L'hyperthermie maligne(HM) est une complication gravissime et rarissime de l'anesthésie générale qui, en dépit du diagnostic précoce et d'un traitement intraveineux par dantrolène, s'accompagne d'une mortalité supérieure à 5 %. Chez un sujet « susceptible », l'HM peut survenir chaque fois que des agents volatils halogénés ou la succinylcholine (agent myorelaxant dépolarisant) sont utilisés. On observe alors une augmentation du métabolisme primitivement musculaire, souvent accompagné d'une rigidité qui commence par un trismus. L'évolution se fait vers la destruction progressive du muscle squelettique et l'apparition de défaillances multiviscérales. Si les cas d'HM sont rares (une seule fois au cours d'une vie professionnelle), ils n'en demeurent pas moins préoccupants. L'idéal serait de pouvoir dépister les patients à risque mais l'unique moyen dont on dispose aujourd'hui est le tests de contracture sur biopsie musculaire (in vitro) et la recherche de mutations sur le gène RYR1 (présentes chez 20 à 40 % seulement des famille à risque).

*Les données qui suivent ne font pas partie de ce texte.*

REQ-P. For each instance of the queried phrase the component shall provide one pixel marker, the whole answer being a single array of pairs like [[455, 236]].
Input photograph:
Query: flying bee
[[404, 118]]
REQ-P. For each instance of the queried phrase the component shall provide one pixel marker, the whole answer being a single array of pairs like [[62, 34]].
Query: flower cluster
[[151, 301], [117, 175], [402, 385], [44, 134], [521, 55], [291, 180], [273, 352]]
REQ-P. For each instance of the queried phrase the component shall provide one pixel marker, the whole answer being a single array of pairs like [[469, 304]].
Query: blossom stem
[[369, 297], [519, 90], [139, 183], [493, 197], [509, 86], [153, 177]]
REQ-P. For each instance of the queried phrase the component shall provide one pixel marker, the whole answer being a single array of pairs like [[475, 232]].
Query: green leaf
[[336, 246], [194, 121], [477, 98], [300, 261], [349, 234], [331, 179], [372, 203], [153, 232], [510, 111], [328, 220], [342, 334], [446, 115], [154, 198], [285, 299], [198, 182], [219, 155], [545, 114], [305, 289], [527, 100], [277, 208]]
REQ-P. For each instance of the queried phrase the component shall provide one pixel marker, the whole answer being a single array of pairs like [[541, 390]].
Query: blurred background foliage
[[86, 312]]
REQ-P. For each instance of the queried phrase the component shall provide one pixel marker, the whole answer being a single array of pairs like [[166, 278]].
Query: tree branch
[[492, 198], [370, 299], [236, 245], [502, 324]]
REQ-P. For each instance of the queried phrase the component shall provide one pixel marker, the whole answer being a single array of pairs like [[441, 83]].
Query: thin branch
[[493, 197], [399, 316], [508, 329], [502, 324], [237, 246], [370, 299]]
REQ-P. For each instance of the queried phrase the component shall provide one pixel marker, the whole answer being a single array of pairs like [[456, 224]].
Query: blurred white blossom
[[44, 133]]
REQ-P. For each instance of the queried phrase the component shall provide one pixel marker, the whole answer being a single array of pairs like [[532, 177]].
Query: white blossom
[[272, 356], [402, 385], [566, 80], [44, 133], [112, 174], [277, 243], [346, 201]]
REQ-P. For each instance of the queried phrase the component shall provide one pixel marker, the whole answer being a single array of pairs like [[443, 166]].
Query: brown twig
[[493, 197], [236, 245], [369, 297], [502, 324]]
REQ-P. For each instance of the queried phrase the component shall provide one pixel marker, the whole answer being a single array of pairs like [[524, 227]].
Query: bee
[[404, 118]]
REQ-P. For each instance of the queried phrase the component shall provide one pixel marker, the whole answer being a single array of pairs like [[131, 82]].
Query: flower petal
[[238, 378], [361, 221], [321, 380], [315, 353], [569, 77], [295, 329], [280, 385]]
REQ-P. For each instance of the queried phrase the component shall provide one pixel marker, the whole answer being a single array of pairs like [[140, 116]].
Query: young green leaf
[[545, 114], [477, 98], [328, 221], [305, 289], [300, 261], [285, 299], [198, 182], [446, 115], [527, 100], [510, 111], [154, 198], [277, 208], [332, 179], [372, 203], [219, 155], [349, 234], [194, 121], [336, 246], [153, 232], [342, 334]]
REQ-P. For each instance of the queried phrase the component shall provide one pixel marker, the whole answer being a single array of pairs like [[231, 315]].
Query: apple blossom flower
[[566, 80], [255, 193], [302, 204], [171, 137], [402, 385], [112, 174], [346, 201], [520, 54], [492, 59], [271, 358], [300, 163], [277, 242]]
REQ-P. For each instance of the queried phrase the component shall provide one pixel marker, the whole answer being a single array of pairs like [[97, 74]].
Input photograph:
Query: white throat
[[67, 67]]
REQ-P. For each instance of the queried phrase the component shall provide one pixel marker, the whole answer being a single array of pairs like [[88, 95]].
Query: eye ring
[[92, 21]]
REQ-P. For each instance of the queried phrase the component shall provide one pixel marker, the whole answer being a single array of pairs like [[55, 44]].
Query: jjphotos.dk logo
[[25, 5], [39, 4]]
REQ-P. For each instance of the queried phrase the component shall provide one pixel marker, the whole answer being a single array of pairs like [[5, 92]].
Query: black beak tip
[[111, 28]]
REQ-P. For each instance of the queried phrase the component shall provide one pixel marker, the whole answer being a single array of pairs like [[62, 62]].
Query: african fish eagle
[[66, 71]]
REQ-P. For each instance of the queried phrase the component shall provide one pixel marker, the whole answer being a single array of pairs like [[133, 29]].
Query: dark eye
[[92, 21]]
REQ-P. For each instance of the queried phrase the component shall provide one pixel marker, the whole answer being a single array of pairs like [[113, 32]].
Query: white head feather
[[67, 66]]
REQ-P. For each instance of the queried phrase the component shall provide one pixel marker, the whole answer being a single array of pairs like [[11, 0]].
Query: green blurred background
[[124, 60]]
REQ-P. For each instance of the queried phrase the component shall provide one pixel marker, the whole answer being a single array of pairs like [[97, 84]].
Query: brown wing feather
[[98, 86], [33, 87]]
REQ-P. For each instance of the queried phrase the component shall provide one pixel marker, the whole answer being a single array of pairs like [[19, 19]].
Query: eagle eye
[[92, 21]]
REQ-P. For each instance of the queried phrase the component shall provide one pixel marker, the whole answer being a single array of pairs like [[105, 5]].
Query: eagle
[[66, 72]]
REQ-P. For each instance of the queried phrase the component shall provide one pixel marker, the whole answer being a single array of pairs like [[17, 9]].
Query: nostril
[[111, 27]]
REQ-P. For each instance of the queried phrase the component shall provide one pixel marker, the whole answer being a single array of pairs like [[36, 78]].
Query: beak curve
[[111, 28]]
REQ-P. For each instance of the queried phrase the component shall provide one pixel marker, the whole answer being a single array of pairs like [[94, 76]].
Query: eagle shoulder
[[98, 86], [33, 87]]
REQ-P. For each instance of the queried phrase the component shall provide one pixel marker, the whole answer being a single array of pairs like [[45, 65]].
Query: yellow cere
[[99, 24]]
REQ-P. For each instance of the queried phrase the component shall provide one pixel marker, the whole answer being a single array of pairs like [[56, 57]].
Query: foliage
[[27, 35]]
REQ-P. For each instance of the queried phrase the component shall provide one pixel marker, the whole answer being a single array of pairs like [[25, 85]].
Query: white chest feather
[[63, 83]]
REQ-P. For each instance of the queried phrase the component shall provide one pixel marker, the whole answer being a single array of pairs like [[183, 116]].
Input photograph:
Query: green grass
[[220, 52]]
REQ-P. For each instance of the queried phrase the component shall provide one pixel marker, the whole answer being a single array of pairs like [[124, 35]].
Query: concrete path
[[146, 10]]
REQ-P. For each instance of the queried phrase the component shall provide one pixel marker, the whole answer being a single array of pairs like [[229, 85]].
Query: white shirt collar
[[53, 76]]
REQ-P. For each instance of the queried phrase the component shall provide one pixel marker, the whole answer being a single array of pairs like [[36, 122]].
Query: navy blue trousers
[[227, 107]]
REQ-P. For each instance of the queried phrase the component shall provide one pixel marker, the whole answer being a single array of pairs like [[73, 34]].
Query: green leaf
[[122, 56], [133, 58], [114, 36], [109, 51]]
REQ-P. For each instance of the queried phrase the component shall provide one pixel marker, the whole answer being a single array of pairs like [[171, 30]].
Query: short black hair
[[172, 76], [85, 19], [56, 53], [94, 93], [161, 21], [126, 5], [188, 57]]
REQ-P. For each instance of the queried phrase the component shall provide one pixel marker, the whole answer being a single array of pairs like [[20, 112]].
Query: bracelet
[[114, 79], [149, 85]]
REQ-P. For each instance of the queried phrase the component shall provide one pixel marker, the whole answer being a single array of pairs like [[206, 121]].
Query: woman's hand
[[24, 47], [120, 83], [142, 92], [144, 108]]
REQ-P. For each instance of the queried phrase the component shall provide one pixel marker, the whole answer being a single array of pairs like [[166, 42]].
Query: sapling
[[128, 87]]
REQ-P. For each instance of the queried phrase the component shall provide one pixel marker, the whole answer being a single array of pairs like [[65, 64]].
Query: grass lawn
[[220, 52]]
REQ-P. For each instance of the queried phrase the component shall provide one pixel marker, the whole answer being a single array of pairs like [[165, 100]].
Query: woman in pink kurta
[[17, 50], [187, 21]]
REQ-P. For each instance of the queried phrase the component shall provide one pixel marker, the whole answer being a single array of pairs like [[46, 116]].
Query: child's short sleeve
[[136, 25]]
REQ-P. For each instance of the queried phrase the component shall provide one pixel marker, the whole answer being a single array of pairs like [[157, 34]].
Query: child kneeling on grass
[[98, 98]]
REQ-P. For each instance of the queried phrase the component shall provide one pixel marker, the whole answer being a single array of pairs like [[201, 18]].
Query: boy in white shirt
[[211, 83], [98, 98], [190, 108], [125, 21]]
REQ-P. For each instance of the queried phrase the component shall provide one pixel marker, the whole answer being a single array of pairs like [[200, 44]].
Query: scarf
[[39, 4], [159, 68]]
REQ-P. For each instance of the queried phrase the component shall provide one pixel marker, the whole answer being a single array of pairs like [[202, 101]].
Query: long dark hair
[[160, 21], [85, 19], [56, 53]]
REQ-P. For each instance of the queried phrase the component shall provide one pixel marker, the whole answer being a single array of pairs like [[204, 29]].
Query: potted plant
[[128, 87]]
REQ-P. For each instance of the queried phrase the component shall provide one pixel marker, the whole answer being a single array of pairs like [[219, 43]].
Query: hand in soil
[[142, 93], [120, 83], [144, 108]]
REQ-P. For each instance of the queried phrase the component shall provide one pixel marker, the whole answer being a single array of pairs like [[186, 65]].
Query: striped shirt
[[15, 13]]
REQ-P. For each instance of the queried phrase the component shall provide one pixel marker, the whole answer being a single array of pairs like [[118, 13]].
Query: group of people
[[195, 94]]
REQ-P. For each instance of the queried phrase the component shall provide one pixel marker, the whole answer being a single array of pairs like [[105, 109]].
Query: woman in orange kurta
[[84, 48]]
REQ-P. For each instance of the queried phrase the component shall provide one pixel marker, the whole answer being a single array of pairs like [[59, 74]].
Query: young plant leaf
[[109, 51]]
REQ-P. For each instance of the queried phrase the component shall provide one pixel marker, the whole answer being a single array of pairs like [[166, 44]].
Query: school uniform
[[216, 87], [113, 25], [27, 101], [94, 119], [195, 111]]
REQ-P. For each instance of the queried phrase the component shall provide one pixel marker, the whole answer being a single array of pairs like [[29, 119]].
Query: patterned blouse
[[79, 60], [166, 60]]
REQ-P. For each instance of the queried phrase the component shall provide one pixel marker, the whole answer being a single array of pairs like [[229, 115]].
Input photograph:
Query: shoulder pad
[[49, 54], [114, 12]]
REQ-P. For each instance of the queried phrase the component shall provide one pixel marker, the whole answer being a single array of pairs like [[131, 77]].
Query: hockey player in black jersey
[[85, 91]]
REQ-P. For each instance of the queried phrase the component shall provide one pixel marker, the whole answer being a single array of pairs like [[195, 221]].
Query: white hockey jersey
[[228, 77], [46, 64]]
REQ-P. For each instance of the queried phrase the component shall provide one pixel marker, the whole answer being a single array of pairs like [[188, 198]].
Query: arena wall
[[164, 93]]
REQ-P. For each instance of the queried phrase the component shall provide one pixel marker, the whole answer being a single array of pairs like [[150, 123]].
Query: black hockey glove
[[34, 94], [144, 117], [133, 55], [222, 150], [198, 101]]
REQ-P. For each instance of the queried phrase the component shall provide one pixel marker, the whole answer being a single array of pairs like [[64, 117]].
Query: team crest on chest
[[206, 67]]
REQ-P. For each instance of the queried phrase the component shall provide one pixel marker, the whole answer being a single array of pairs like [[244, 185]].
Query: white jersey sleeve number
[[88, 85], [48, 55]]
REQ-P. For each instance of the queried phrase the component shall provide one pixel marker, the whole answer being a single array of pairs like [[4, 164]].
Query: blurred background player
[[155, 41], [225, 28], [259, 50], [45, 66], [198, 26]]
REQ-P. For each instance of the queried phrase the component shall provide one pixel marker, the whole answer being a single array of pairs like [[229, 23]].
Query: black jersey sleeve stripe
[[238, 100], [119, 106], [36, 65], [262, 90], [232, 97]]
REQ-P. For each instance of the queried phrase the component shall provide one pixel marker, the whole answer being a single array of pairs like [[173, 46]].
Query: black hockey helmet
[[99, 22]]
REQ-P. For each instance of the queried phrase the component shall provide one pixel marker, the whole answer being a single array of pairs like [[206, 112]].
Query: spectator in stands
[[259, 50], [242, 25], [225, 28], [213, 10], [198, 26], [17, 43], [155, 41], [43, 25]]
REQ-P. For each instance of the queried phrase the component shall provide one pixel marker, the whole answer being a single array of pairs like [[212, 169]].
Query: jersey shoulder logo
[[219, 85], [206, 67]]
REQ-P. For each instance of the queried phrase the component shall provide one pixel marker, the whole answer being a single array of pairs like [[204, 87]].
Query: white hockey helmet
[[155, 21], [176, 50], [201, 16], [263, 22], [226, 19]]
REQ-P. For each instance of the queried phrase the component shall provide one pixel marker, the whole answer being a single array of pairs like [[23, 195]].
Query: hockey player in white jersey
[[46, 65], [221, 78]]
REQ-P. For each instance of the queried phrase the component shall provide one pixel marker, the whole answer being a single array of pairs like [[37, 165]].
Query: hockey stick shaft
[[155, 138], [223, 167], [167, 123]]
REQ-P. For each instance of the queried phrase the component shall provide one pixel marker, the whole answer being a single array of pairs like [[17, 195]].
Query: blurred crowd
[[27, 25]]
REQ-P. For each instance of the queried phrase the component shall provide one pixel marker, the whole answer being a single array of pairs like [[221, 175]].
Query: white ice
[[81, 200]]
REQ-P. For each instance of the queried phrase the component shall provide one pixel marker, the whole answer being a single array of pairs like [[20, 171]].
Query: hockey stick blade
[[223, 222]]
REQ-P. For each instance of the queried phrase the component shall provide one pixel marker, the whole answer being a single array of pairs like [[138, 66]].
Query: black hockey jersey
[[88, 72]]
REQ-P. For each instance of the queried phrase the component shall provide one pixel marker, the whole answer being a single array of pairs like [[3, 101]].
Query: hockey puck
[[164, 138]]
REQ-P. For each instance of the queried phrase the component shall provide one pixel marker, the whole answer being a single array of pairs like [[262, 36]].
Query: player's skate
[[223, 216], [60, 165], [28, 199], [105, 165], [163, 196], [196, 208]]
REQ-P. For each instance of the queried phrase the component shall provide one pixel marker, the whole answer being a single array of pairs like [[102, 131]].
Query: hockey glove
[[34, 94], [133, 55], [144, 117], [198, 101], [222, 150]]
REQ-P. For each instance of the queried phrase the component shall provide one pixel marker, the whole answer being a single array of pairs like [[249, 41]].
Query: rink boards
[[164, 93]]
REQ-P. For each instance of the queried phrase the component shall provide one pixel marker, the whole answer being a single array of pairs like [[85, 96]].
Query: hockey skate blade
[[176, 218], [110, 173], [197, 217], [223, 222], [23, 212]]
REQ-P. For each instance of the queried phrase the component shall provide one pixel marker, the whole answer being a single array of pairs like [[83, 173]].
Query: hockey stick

Dans une lettre au « Lancet », des anesthésistes allemands proposent une technique moins invasive pour différencier les individus à risque d'HM des autres. L'idée est née de l'effet de la caféine sur le muscle squelettique des patients à risque d'HM (augmentation de la libération du calcium sarcoplasmique). Les chercheurs ont émis l'hypothèse qu'une injection intramusculaire de caféine chez ces personnes allait provoquer une réaction locale d'hypermétabolisme, matérialisée par une augmentation de la pression partielle en dioxyde de carbone (pCO2). L'expérience a été menée chez 12 sujets issus de familles à risque avec un test de contracture évocateur et une mutation RYR1. Les mesures de la pCO2 après injection de caféine étaient comparés à celles de sujets témoins en bonne santé (non testés) et de sujets non à risque testés. La mesure de la pCO2 était faite à l'aide d'un capteur enchâssé profondément dans l'un des chefs du quadriceps. Les sujets à risque d'HM ont obtenu des pics de pCO2 supérieurs aux autres (63 mmHg vs 44/42 mmHg). Leur vitesse d'augmentation de la pCO2 était également significativement augmentée (83 mmHg/h vs 1 à 2 mmHg/h). Chez tous les sujets, la pCO2 a retrouvé des valeurs normales dans les soixante minutes. Témoins de l'atteinte musculaire, les CPK sont passées de 56 U/l à 171 U/l vingt-quatre heures après l'injection chez les sujets à risque, alors qu'elles étaient inchangées dans les deux autres groupes. A noter que les sujets à risque n'ont (heureusement) pas présenté de manifestation systémique à l'issue de l'injection de caféine.
Pour les rapporteurs de l'étude, la production de CO2, directement liée au métabolisme musculaire, offre un moyen simple de diagnostiquer les patients à risque d'HM. « Des expérimentations chez l'animal seront menées pour évaluer la dose optimale de caféine à injecter et pour le positionnement du capteur de pCO2, envisagent déjà les investigateurs. Un essai multicentrique chez l'homme permettra secondairement de tester la sensibilité et la spécificité du test. »
Martin Anetseder et coll., « The Lancet », vol. 359, 4 mai 2002.